The US "Hydrocarbon Processing" reports that the ethylene industry is an important part of the petrochemical industry. Ethylene is the main raw material of downstream petrochemical products. It can produce polyethylene, ethylene oxide, dichloroethane, ethylbenzene, linear alcohol, and vinyl acetate. Adhesives, chemicals, coatings, packaging, building materials, textiles, rubber and plastics are also based on ethylene.
The business cycle of the petrochemical market is directly related to the supply and demand of ethylene. The ethylene market is guided by user needs. This basic economic concept determines the cyclicity of the ethylene market. When supply exceeds demand, profits in the petrochemical industry fall, producers scale back project plans and capital expenditures, inefficient refineries are shut down, and global ethylene capacity declines. When supply falls short of demand, companies actively build new installations and expand production.
From the 1960s to the 1970s, the growth rate of ethylene capacity reached double digits. In the 1970s, ethylene supply increased steadily. From the mid-1980s to the end of the 1980s, the growth rate of ethylene demand remained at 3% to 4%. Due to the rapid growth of plastic and resin consumption, many companies in the 1990s established a number of new ethylene projects. From the last century to the mid-1990s, more than 50% of new ethylene capacity came from the Asia-Pacific region. In the late 1990s, global ethylene capacity increased to 92 million tons per year.

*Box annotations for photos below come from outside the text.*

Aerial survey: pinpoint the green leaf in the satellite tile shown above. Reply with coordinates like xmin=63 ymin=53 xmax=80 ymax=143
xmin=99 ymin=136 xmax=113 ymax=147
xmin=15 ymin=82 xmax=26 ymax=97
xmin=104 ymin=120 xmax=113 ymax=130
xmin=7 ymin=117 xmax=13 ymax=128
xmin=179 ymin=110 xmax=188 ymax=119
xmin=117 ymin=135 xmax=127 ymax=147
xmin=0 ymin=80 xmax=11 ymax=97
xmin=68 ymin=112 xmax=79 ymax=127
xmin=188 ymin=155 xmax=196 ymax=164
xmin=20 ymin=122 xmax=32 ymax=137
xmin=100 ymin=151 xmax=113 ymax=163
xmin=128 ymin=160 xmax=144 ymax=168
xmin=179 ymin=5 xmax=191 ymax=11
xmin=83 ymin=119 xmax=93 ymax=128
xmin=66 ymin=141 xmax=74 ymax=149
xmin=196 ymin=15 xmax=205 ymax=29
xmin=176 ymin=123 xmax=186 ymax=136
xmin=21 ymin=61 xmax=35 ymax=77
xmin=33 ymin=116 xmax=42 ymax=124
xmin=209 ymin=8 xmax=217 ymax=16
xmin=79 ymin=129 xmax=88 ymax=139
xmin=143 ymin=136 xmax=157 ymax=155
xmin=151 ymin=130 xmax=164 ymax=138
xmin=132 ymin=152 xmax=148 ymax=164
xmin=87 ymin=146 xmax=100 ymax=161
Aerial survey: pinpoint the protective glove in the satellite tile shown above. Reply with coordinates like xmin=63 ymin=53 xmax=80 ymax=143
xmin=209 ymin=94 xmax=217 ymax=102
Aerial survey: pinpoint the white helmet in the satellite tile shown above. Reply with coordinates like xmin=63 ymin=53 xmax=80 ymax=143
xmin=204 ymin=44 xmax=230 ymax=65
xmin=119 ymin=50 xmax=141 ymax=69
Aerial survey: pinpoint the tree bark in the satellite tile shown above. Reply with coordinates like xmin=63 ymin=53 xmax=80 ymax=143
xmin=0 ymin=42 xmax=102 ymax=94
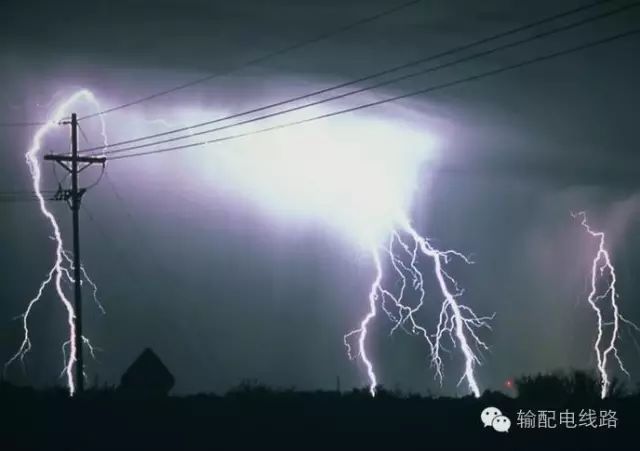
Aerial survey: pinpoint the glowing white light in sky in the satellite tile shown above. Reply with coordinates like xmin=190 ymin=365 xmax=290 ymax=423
xmin=192 ymin=111 xmax=435 ymax=247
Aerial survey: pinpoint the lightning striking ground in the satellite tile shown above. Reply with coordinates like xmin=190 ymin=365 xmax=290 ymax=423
xmin=571 ymin=211 xmax=640 ymax=399
xmin=344 ymin=220 xmax=494 ymax=397
xmin=5 ymin=89 xmax=107 ymax=396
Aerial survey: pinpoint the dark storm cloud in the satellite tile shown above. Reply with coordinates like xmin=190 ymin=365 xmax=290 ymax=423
xmin=0 ymin=0 xmax=640 ymax=391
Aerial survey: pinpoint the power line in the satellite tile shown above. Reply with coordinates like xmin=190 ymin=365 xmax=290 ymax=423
xmin=0 ymin=122 xmax=46 ymax=127
xmin=79 ymin=0 xmax=424 ymax=120
xmin=110 ymin=28 xmax=640 ymax=160
xmin=86 ymin=2 xmax=640 ymax=155
xmin=81 ymin=0 xmax=620 ymax=153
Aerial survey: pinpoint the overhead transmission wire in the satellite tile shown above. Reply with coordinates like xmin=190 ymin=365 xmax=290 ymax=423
xmin=78 ymin=0 xmax=424 ymax=120
xmin=0 ymin=0 xmax=422 ymax=127
xmin=109 ymin=28 xmax=640 ymax=160
xmin=81 ymin=2 xmax=640 ymax=156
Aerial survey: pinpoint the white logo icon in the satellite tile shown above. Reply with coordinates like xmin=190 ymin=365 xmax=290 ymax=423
xmin=480 ymin=407 xmax=502 ymax=427
xmin=491 ymin=415 xmax=511 ymax=432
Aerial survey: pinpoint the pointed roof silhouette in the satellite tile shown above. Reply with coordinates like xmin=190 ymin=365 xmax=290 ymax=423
xmin=120 ymin=348 xmax=175 ymax=396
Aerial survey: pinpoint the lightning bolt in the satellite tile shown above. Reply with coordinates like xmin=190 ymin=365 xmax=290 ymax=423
xmin=4 ymin=89 xmax=107 ymax=396
xmin=571 ymin=211 xmax=640 ymax=399
xmin=344 ymin=219 xmax=495 ymax=397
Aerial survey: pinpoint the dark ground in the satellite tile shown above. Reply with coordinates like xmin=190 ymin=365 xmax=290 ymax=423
xmin=0 ymin=375 xmax=640 ymax=451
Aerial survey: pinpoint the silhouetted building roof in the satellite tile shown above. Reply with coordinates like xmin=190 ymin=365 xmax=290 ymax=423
xmin=120 ymin=348 xmax=175 ymax=396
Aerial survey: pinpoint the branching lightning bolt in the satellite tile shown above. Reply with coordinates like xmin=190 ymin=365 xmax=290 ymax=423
xmin=344 ymin=220 xmax=494 ymax=397
xmin=5 ymin=89 xmax=107 ymax=396
xmin=571 ymin=211 xmax=640 ymax=399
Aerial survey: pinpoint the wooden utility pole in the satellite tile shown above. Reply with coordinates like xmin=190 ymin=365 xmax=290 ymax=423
xmin=44 ymin=113 xmax=107 ymax=394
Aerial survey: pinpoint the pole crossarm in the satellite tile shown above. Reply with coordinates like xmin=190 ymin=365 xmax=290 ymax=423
xmin=44 ymin=154 xmax=107 ymax=167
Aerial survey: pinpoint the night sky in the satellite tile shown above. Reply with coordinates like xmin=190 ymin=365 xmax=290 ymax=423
xmin=0 ymin=0 xmax=640 ymax=394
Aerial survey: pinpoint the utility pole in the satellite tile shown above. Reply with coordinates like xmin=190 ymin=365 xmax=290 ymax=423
xmin=44 ymin=113 xmax=107 ymax=394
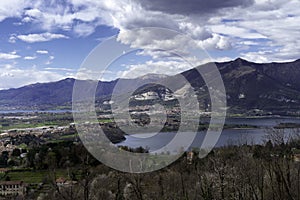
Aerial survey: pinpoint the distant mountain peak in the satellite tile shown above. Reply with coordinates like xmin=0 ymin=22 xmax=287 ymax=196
xmin=233 ymin=57 xmax=250 ymax=63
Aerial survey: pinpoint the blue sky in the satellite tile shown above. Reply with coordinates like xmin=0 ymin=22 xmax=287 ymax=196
xmin=0 ymin=0 xmax=300 ymax=89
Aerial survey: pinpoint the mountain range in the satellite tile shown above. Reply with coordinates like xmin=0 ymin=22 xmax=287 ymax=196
xmin=0 ymin=58 xmax=300 ymax=115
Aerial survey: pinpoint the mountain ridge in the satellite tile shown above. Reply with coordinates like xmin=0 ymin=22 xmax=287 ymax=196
xmin=0 ymin=58 xmax=300 ymax=113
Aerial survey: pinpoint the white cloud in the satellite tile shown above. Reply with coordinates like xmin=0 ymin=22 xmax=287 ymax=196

Since 2000, advances in materials and technology have made it possible to design and build larger ethylene plants. As of the end of 2010, global ethylene capacity reached 140 million tons per year, and the new capacity was mainly concentrated in the Middle East and Asia Pacific. The ethylene industry in the Middle East benefits from low-cost natural gas raw materials, which increases ethylene production capacity and supports global trade targeted at European and Asian markets. China's petrochemical industry has also experienced incredible growth.
At present, the ethylene market is undersupplied, and new projects will occupy a dominant position in the petrochemical market in the future. It is expected that by 2016, global ethylene capacity will increase by 17%, exceeding 170 million tons per year. Most of the new ethylene capacity will be concentrated in Asia Pacific and the Middle East. At the same time, in the past 5 years, Middle East ethylene capacity has doubled to 26 million tons per year. Compared with the Asia-Pacific ethylene plant that uses naphtha as raw material, the Middle East has the advantage of cheap ethane feedstock and close to Asian and European export markets. This situation will change in the short term as cheap ethane feedstocks appear in other regions. Increasing competition and sharply rising production costs may force countries in the Middle East to set higher prices for petrochemical raw materials. Despite the reduced attractiveness of investment in the Middle East, the economics of new projects in the region remain substantial.
Rising olefin demand and the availability of large quantities of cheap ethane are changing the prospects of the US petrochemical industry. By 2017, new plants, bottleneck removal, capacity expansion and plant restarts will increase the U.S. ethylene capacity by nearly 30% to 30 million tons per year. New US projects will form a competitive landscape with the Middle East in the next decade.